It was a dreary, rainy day and we were sitting in a taxi that was stuck in traffic on the way to the Shanghai airport. A car breakdown had caused the traffic to flow to the pace of a toddler. As the minutes ticked by we worried that we would miss our flight to Hong Kong. The gray mist outside had reduced visibility to about twenty feet, so there wasn’t much scenery to distract us.
Our taxi had a TV screen perched behind the front passenger seat headrest. Like every TV screen the world over that is hanging in an unlikely spot, it was showing non-stop commercials. This must have been a deluxe screen—we could change channels to watch the commercials of our choice. After a few minutes of fiddling, Michael managed to figure out how to turn off the volume. (Oh, if he had such a switch sometimes. . .)
We were doing our best to ignore the constant barrage of product placement assaulting our senses in the back of our small taxi, but eventually the lack of scenery outside had our eyes drifting to that little screen. (I hate to admit it but those marketers who put ads in the back seats of taxis might be on to something.) A colorful ad appeared showing a little Chinese boy happily spooning something neon green-colored into his mouth.

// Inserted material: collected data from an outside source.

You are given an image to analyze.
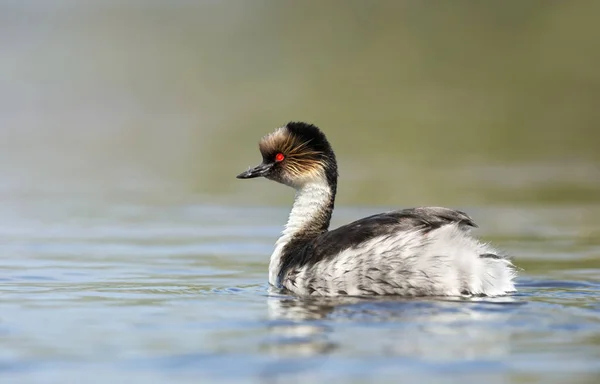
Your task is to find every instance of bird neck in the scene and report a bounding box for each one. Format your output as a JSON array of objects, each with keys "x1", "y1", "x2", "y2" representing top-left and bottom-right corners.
[
  {"x1": 286, "y1": 181, "x2": 334, "y2": 237},
  {"x1": 268, "y1": 180, "x2": 335, "y2": 286}
]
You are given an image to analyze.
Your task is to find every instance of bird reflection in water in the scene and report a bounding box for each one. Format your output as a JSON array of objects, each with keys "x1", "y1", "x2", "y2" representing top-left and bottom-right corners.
[{"x1": 263, "y1": 287, "x2": 522, "y2": 360}]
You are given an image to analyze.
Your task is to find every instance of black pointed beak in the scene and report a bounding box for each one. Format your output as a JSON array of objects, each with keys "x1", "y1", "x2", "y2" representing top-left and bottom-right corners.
[{"x1": 236, "y1": 163, "x2": 273, "y2": 179}]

It turns out it was a kiwifruit. Eaten with a spoon? I had only ever seen them peeled and sliced. Back in the states in recent years they have been maligned, not for their taste, but because they have become the garnish that chefs have overused to decorate foods that were otherwise uninspired. Kiwis have become the Generation X version of parsley.
But here in China they were simply slicing them in half and scooping out the juicy green pulp, “a la grapefruit.” It looked so simple—no slippery peeling, no pretension. For all we know this is how everyone eats kiwi and we’re the last ones on the planet to figure it out, but it was new to us. We resolved to try this method the first chance we had.

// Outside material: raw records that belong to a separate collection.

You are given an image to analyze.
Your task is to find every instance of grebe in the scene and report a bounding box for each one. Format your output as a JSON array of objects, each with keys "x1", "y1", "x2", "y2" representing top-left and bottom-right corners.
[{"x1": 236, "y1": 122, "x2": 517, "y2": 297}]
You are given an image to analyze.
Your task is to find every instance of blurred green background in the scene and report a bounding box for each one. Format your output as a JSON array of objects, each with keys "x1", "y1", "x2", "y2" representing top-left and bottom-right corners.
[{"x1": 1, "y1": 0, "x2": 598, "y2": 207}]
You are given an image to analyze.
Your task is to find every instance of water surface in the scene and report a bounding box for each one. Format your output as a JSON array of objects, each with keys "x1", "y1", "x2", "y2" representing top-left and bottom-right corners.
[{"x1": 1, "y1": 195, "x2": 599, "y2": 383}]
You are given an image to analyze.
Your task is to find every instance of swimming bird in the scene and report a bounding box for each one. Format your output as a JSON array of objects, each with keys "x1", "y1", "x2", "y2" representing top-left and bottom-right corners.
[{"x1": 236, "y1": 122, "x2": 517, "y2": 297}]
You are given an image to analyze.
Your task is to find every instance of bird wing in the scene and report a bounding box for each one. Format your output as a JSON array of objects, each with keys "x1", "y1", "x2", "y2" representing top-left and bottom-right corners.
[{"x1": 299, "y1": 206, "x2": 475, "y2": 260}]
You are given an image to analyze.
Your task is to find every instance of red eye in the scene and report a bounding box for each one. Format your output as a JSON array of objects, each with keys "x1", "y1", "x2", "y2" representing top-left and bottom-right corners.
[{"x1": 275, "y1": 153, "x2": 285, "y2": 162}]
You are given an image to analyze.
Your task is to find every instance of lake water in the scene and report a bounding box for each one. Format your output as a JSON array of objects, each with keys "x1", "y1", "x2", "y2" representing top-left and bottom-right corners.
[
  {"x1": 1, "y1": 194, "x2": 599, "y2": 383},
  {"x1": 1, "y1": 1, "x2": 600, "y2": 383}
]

Shortly after we arrived in Hong Kong we were shopping in a local market to stock the kitchen of our rental apartment. Right in the middle of the produce aisle was a large display of Zespri brand kiwifruit—the company whose advertisement we had seen in the Shanghai taxi. (It turns out Zespri of New Zealand is the Chiquita of kiwifruit—who knew?) We purchased a few and within minutes of getting back to our flat had sliced our kiwis and were scooping to our heart’s content. Yummy! A new addition to our list of quick and healthful snacks.
We certainly never expected to learn a food tip while stuck in traffic, but this is just one example of how travel can broaden your horizons—especially when you open your eyes and ears to the possibilities that travel brings. Even in the back of a Shanghai taxi on a rainy day.